The DynamoDb table has this structure:

- `id`: S - The unique identifier of the execution
- `contextId`: S - The unique identifier of the context
- `startedAt`: N - The datetime the signal has started to be processed
- `result`: M - An object containing the result of the execution
- `expiresOn`: N - The datetime when the process result will expire

Each time a context with a given `contextId` attempts to execute an operation
identified by `id`, it updates or writes on the table a record with `id`,
`contextId`, `startedAt`. If a record with the given `id` and `contextId` is
already present, its value is returned to the library, otherwise nothing is
returned. After the operation has run successfully, the library marks it as
completed by storing the `result` and the `expiresOn` fields.

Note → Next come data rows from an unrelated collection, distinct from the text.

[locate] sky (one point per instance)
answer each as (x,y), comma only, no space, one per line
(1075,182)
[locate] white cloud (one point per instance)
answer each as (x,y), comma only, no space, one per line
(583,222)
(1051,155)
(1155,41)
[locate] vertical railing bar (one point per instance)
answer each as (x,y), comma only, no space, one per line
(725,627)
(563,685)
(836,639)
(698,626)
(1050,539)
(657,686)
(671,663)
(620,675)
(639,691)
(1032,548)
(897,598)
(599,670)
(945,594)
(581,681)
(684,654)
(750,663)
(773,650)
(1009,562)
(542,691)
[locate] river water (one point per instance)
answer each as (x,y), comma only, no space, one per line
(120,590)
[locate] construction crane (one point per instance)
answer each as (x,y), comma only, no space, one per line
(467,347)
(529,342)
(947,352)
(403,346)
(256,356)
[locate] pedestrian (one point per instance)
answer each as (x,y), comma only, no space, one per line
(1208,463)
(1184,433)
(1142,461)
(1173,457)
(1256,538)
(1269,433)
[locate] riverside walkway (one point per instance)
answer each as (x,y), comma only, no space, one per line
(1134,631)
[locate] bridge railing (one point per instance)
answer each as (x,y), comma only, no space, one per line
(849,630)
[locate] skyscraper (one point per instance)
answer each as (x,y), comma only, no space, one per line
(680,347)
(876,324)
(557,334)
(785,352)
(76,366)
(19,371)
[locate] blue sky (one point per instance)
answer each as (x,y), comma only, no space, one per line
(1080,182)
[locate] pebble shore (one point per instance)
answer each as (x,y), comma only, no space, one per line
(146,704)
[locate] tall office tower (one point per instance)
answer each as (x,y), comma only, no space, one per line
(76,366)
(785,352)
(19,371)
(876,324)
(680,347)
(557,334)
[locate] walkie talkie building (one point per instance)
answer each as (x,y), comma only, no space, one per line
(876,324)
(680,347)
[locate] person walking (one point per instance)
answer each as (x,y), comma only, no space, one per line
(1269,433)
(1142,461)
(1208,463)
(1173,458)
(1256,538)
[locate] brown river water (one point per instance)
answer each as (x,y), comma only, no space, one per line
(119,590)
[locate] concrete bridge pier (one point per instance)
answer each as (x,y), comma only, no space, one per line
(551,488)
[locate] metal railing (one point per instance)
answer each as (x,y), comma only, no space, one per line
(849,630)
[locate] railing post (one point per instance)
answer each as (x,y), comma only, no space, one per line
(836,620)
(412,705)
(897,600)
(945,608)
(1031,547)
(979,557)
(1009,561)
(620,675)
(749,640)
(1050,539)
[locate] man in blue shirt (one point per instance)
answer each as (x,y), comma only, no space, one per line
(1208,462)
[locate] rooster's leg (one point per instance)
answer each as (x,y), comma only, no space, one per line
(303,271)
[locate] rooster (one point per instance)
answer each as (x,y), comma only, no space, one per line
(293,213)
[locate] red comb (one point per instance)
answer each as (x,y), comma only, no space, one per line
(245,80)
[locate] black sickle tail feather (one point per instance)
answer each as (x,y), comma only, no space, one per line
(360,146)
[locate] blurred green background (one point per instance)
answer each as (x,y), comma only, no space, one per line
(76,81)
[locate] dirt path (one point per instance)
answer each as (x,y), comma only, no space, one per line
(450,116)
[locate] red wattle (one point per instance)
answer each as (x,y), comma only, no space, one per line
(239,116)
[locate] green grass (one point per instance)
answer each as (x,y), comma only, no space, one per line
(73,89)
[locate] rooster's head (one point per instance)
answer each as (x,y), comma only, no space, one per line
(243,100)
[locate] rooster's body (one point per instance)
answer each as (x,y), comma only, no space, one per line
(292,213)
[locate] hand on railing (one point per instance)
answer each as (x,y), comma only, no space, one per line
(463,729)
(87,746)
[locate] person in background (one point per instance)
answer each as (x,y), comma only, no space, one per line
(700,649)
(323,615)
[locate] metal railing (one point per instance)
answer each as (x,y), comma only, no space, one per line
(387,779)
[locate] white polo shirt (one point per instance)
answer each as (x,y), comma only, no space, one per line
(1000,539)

The `expiresOn` allows clean up of old data and the same operation to re-run
after some time.

When the library attempts to start a process, these scenarios can happen:

1. The signal has never been processed previously (no previous record found)
2. The signal has timed out processing (`result` is absent and `startedAt +
processingTime` is in the past)
3. The signal has already been processed previously (`result` is present)
4. The signal is still being processed (`result` is absent and `startedAt +
processingTime` is in the future)

In cases (1) and (2) the library allows the signal to be processed. In case (3)
the library does not allow the signal to be processed again and returns the
stored result. In case (4) the library waits for the process to either complete
or timeout before making any decision.

## How to configure it

A `deduplication.Config` is required in order to create an instance of
`Deduplication`. The following parameters are available:

- `maxProcessingTime: FiniteDuration`: The time after which a pending operation
will be considered stale and a new one will be allowed to take over.
- `ttl: Option[FiniteDuration]`: The time after which a successful operation
will be considered expired and allowed to run again. If `None` the operation
will never expire.
- `pollStrategy: Config.PollStrategy`: The delay strategy to use when polling
for the status of a running operation. The `PollStrategy` object provides
helper methods for creating one easily.

A `contextId` needs to be assigned to each instance of `DeduplicationContext`.
It will uniquely identify the type of operation being run. If more than one
service instance uses the same `contextId` the library will
ensure[*](#limitations) that each operation is only executed once across all of
them.

## Limitations

Unsurprisingly, this library doesn't achieve perfect _exactly once_ executions,
but it makes a best effort at it.

Its purpose is to __limit__ duplication as much as possible while making sure
that all operations are executed _at least once_.

You should still make sure your system is resilient to duplicates.